In point of fact, the man was unlike any of the psychic nulls he had encountered before. It was impossible to grasp even the smallest sense of the alien shape of his essence.
‘What do you mean by that?’ The figure in the robes shook his head. ‘My name is Ael Wyntor. I have committed no crime! I am a sanctioned historicist in the Emperor’s service. You cannot hold me against my will!’
‘Your recovery has been ordered by the highest authority.’ As the words left Rubio’s lips, the man sagged and the colour drained from his face. ‘Don’t make this difficult.’ Rubio extended a hand. ‘Come with me.
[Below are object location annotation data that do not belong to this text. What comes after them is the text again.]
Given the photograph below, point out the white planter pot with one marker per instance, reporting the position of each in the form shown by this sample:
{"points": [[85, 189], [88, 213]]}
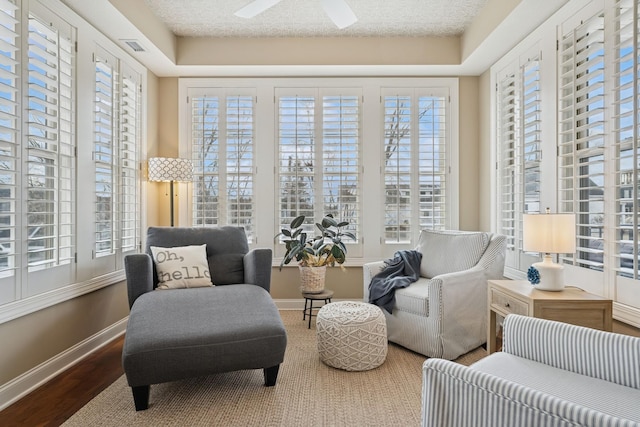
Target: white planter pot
{"points": [[312, 279]]}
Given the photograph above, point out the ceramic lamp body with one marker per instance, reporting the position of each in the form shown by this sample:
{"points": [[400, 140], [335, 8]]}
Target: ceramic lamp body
{"points": [[551, 275]]}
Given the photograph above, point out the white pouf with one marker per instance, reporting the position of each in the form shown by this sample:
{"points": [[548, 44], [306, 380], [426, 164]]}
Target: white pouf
{"points": [[352, 335]]}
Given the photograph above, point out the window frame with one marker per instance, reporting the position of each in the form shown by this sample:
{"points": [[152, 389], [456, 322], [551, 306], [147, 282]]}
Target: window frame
{"points": [[266, 131], [29, 292]]}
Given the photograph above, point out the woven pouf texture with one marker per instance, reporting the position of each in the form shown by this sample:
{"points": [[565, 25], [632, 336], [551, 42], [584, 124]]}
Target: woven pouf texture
{"points": [[352, 335]]}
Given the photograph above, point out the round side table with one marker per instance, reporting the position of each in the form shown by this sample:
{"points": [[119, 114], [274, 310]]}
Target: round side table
{"points": [[325, 296]]}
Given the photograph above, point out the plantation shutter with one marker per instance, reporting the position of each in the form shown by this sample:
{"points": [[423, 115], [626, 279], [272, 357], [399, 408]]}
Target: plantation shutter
{"points": [[581, 137], [240, 162], [9, 143], [416, 164], [223, 145], [130, 140], [205, 119], [531, 137], [296, 158], [51, 146], [341, 158], [432, 161], [105, 153], [508, 160], [397, 169]]}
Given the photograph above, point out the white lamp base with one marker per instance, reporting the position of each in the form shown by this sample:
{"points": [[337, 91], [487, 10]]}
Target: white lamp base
{"points": [[551, 275]]}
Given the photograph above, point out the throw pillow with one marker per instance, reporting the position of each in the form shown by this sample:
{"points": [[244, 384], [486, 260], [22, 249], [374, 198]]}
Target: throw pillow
{"points": [[227, 269], [448, 251], [181, 267]]}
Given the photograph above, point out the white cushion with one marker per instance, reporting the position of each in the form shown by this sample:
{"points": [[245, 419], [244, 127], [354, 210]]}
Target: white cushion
{"points": [[449, 251], [181, 267]]}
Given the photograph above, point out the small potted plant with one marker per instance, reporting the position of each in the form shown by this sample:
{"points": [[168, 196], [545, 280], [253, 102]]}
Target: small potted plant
{"points": [[314, 254]]}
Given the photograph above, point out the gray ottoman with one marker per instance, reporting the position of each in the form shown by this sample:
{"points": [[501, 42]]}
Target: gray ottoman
{"points": [[184, 333], [351, 335]]}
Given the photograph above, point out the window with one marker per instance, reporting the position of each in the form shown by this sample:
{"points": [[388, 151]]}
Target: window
{"points": [[520, 152], [590, 101], [321, 146], [222, 149], [626, 98], [415, 163], [116, 141], [70, 137], [50, 145], [582, 137], [9, 142]]}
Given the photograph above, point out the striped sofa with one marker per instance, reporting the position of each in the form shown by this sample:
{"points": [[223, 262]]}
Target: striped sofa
{"points": [[548, 374], [444, 313]]}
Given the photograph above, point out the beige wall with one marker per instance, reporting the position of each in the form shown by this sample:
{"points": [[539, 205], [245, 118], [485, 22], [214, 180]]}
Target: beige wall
{"points": [[347, 283], [468, 156], [33, 339], [486, 166]]}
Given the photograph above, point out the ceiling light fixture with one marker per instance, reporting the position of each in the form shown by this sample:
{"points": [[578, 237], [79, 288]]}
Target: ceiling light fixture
{"points": [[337, 10]]}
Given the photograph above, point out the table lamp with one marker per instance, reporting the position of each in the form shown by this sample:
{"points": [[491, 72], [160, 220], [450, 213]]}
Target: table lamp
{"points": [[550, 234], [167, 169]]}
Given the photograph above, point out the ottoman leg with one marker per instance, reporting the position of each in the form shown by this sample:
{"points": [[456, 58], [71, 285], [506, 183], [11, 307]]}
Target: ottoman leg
{"points": [[270, 375], [141, 397]]}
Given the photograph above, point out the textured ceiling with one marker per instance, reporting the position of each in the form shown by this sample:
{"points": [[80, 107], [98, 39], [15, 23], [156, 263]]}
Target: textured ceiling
{"points": [[306, 18]]}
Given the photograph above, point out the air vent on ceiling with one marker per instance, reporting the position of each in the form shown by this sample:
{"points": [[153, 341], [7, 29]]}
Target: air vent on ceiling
{"points": [[134, 45]]}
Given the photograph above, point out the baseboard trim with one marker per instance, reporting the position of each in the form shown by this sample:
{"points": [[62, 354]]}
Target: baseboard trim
{"points": [[626, 314], [24, 384]]}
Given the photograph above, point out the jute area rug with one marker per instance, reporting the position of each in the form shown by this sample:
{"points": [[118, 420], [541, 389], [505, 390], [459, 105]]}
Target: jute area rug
{"points": [[307, 393]]}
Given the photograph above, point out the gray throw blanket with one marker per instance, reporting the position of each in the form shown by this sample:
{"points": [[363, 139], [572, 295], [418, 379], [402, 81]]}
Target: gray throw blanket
{"points": [[399, 272]]}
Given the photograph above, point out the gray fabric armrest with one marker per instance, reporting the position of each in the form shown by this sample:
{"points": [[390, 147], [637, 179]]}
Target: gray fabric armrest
{"points": [[139, 271], [257, 268], [369, 270]]}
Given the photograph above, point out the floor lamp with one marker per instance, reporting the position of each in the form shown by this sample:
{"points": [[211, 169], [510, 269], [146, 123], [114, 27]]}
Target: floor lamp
{"points": [[168, 169]]}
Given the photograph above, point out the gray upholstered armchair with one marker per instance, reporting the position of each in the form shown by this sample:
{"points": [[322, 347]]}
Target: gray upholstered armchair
{"points": [[180, 333], [444, 313]]}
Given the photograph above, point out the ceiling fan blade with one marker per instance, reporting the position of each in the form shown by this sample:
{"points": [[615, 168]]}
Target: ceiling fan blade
{"points": [[256, 7], [339, 12]]}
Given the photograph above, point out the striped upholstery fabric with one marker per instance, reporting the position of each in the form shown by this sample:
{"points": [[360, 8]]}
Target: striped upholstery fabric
{"points": [[460, 396], [585, 351], [449, 251], [444, 316]]}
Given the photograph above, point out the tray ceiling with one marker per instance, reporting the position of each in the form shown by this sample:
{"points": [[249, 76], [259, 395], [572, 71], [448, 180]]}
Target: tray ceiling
{"points": [[306, 18]]}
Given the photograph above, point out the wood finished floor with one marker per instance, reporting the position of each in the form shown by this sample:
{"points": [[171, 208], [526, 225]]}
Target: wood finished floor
{"points": [[57, 400], [54, 402]]}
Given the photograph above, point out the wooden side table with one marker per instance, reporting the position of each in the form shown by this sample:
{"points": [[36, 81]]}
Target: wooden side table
{"points": [[309, 298], [571, 305]]}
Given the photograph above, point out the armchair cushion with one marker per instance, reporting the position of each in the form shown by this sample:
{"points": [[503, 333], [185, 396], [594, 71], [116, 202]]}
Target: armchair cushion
{"points": [[227, 269], [438, 249], [181, 267]]}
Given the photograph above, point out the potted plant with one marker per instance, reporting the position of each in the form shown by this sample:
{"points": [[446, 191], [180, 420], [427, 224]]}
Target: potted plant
{"points": [[316, 253]]}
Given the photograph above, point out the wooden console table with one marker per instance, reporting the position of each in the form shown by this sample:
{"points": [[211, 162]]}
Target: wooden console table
{"points": [[571, 305]]}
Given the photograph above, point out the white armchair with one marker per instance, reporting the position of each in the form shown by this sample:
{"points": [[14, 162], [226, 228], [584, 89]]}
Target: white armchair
{"points": [[444, 313]]}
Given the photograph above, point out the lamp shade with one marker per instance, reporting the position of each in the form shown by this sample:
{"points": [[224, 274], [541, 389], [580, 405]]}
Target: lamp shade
{"points": [[549, 233], [169, 169]]}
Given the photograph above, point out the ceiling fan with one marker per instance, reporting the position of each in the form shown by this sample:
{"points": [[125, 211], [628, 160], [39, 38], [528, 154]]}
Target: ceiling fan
{"points": [[338, 10]]}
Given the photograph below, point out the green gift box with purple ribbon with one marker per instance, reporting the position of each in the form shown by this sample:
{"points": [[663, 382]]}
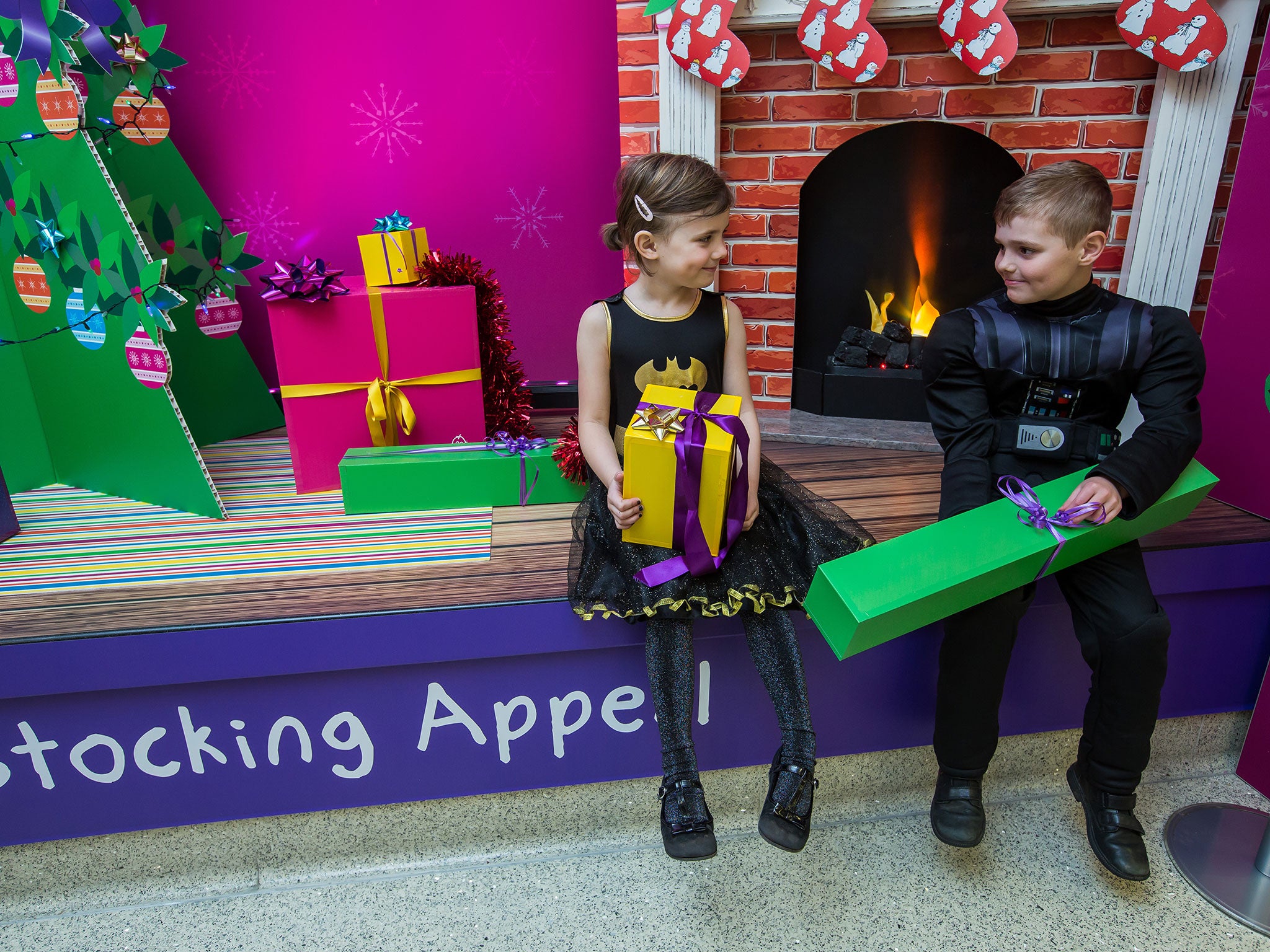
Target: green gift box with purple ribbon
{"points": [[500, 471], [895, 587]]}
You won’t be harmed.’
‘That is not so!’ Wyntor shook his head and backed away a step. His voice rose into a half-shout, half-whimper. ‘I cannot go back to him, do you understand that? I can’t hear any more!’ He buried his face in his hands, and pressed those long fingers to his ears. ‘I can’t, I can’t, I can’t…’
Rubio prepared to move. It would only take a quick motion, but he was fast enough to cross the short distance between them in half a second. He plotted the action in his thoughts: take him by the arm, apply gentle pressure. He would need to be careful. Humans were fragile things. ‘Don’t resist,’ he warned.
‘No!’ Wyntor bellowed the word at him, full of fear and last-ditch defiance. ‘You don’t know what he tells me! The things he shows me! The truth that cannot be denied…’ The man abruptly trailed off and fixed Rubio with a firm gaze. A change came over his face, a sudden recognition. ‘No… I’m wrong. You do know.’ He raised a hand and pointed at Rubio’s face. ‘Yes. I see it in your eyes, Knight. Clear as daybreak. You’ve seen what lurks out there, haven’t you? The horrors that are coming.’ He whispered the last like a shared secret.